Algo se me conmovió en los adentros.
-¿Tan pronto...? Quédate unos días. ¡Después de tanto tiempo...!
Ella inteligente, discreta, insistió:
-Sólo esta noche. Tú ya tienes una familia y...
Cuando mi familia, al fin, se acostó y nos quedamos solas, antes de que me diera tiempo a una sola palabra, ella, sentada al filo de un sillón, y con lágrimas que apuntaban en sus ojos, me hablaba ante mi desconcierto, de ella misma, de sus problemas, de su soledad, de su pobreza ...
Me estremecí como una madre que escucha las desdichas de sus hijos. La vida había trocado los roles. Y sentí deseos de abrazarla, de prestarle mis débiles hombros como lugar de reposo... Pero no hice nada. Me quedé obnubilada por una orla de imperdonable pudor.
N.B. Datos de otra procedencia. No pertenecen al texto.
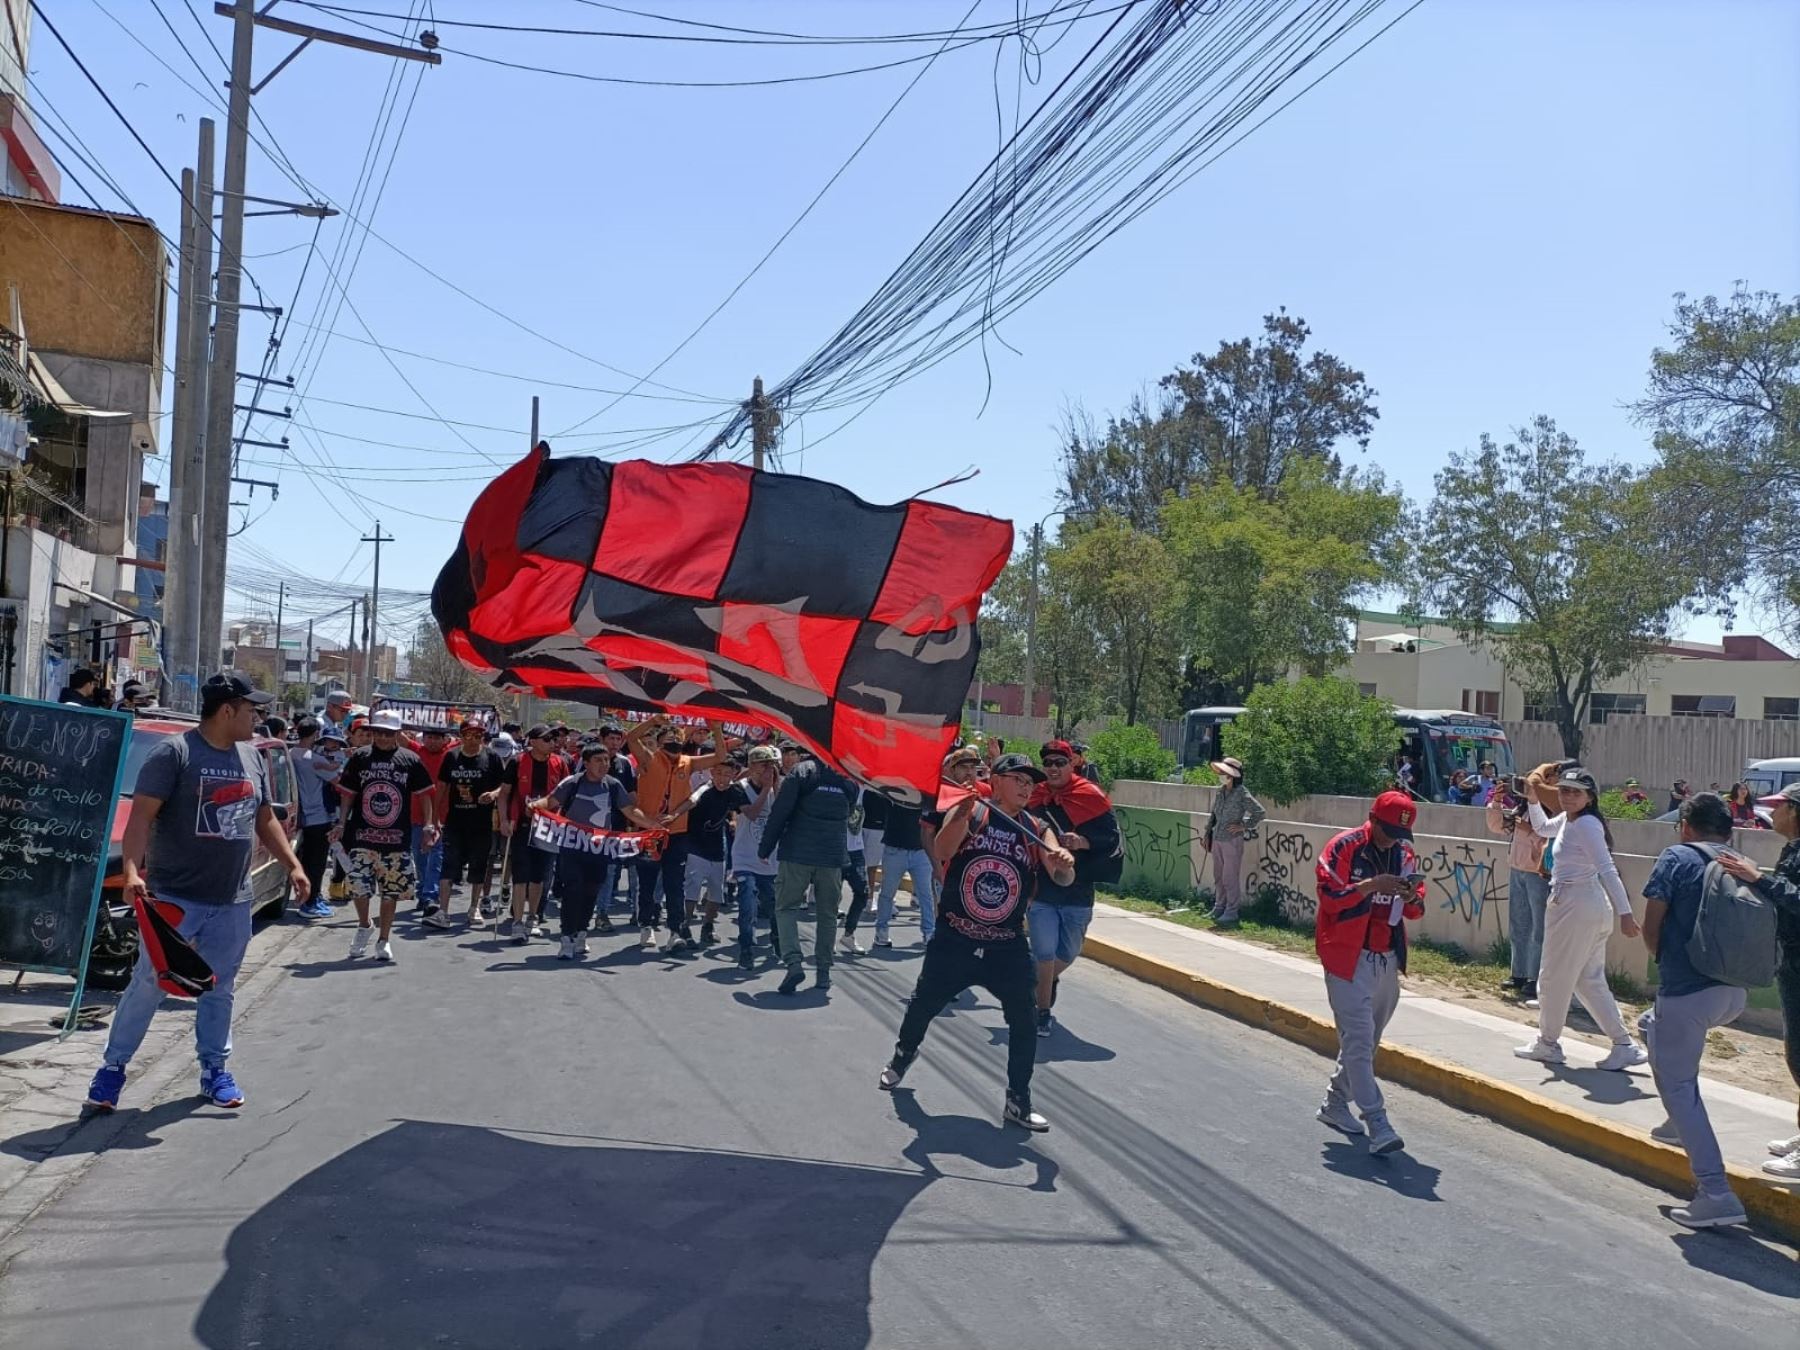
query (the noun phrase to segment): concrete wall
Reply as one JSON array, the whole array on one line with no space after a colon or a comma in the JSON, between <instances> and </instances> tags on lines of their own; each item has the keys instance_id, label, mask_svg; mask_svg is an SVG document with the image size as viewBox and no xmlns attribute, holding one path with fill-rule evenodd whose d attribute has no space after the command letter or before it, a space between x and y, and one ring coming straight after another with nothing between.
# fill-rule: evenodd
<instances>
[{"instance_id":1,"label":"concrete wall","mask_svg":"<svg viewBox=\"0 0 1800 1350\"><path fill-rule=\"evenodd\" d=\"M1800 693L1800 686L1792 692ZM1562 738L1548 722L1508 722L1506 735L1521 766L1562 758ZM1730 786L1748 761L1789 755L1800 755L1800 722L1760 718L1615 717L1588 727L1581 742L1581 758L1601 783L1635 778L1653 796L1666 793L1677 778L1702 788ZM1656 804L1666 802L1659 797Z\"/></svg>"},{"instance_id":2,"label":"concrete wall","mask_svg":"<svg viewBox=\"0 0 1800 1350\"><path fill-rule=\"evenodd\" d=\"M1212 796L1211 788L1180 783L1114 784L1112 798L1125 835L1123 889L1167 895L1212 886L1209 855L1201 843ZM1281 893L1288 921L1310 924L1317 913L1314 869L1319 854L1338 831L1367 819L1368 811L1368 802L1359 797L1305 797L1288 806L1270 805L1258 837L1244 850L1246 893L1272 886ZM1413 828L1427 890L1425 918L1413 931L1477 955L1487 951L1496 938L1508 935L1508 840L1490 835L1486 813L1468 806L1422 805ZM1640 915L1650 868L1674 842L1667 825L1613 822L1614 857ZM1773 865L1781 852L1781 840L1767 830L1739 831L1734 845L1764 866ZM1634 979L1655 981L1641 941L1615 933L1607 960ZM1758 991L1753 1001L1772 1003L1773 992Z\"/></svg>"},{"instance_id":3,"label":"concrete wall","mask_svg":"<svg viewBox=\"0 0 1800 1350\"><path fill-rule=\"evenodd\" d=\"M0 213L0 294L19 288L34 349L160 368L167 251L137 216L15 201Z\"/></svg>"}]
</instances>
Y esta noche, cuando ya  no está, caigo en la cuenta de mi error, porque todos los seres humanos, en alguna ocasión, para seguir viviendo, necesitamos el calor de los demás. Y este calor tiene que emanar de nuestro cuerpo, y solo puede llegar a ser eficaz, cuando con él, y no con palabras, somos capaces de comunicarnos, de expresarnos...
Estoy segura de que mi amiga buscaba ese abrazo que no encontró en mí. Pero te digo, Lucrecia, que no volverá a ocurrirme. No hay que ser tan pudoroso, ni guardar tan celosamente una ingenua caricia. El mundo –¡qué más da hombres que mujeres!- está falto de calor humano, y éste, sólo se transmite, se contagia –salvo excepciones- en un apretado y sincero cuerpo a cuerpo. ¿Verdad que me entiendes? Te quiero.